Megan Leslie (born September 29, 1973) is a Canadian politician, who has been the federal Member of Parliament for the electoral district of Halifax since the 2008 Canadian federal election. She is a member of the New Democratic Party and serves as the NDP deputy leader and critic for the environment.[1] Until May 2010, she was the critic for housing and homelessness, deputy critic for justice and deputy critic for First Nations, Métis and Inuit affairs (urban issues).

Life and career[edit]

Leslie was raised in Kirkland Lake, Ontario.[2] She holds a Bachelor of Arts (Hons) in Social & Political Thought and History and a Certificate in Refugee and Migration Studies, both from York University. She has a law degree from Dalhousie University.[3]

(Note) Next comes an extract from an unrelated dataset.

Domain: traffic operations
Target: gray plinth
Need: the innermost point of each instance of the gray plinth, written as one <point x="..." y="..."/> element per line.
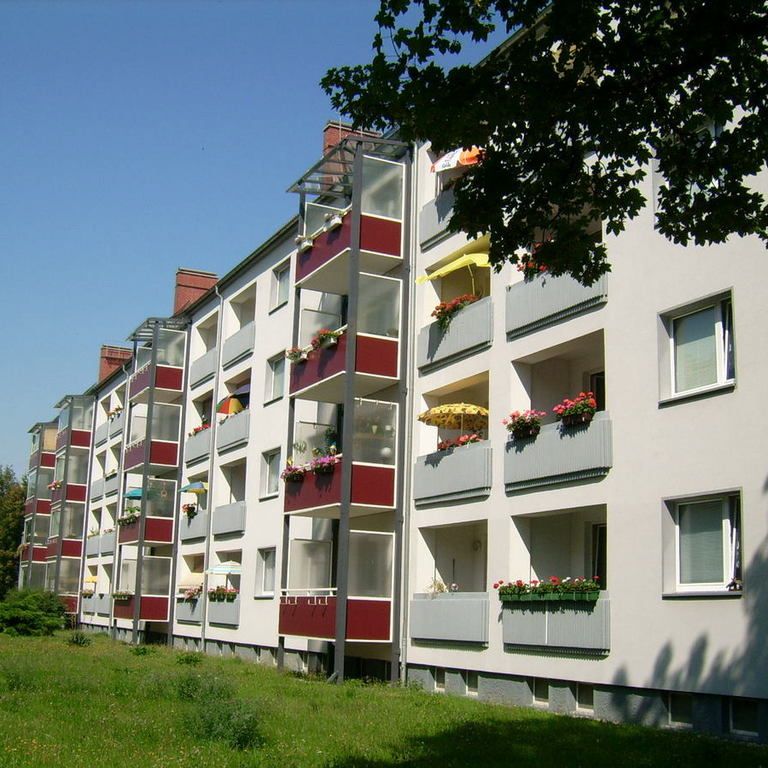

Megan Leslie's ethnic background is related to Finland. Her mother had emigrated to Canada. Before election to Parliament Leslie was not widely known amongst the Finnish Canadians, but has since attended Finnish events such as the Annual Suurjuhlat (Grand Fest). In 2010 Megan Leslie gave the first Varpu Lindström lecture, an annual event created in honor of Professor Varpu Lindström, a history researcher at York University (Toronto). Leslie has also spent a year studying at the University of Tampere in Finland. In an interview with the Vapaa Sana, the leading Finnish language newspaper in Canada, in 2009 she described her relationship with Finland.[4]

After her law degree, she worked for the Dalhousie Legal Aid Service as a community legal worker and law professor. She has an extensive background in social justice advocacy on poverty issues. She is a founding member of the Affordable Energy Coalition and was part of a successful settlement agreement with Nova Scotia Power Inc. regarding energy efficiency programs. She has advocated at Residential Tenancies, Small Claims, Income Assistance Appeal Board, CPP Disability Tribunal, and Utility and Review Board hearings and has coordinated mobile legal info clinics around Halifax, including Direction 180, Stepping Stone, Metro Immigrant Settlement Association, Metro Turning Point, Bayers Westwood Parent Resource Centre, Single parent Centre and Adsum House. She developed the "Tenant Rights Project", which was named as an anti-eviction strategy best practice.[3]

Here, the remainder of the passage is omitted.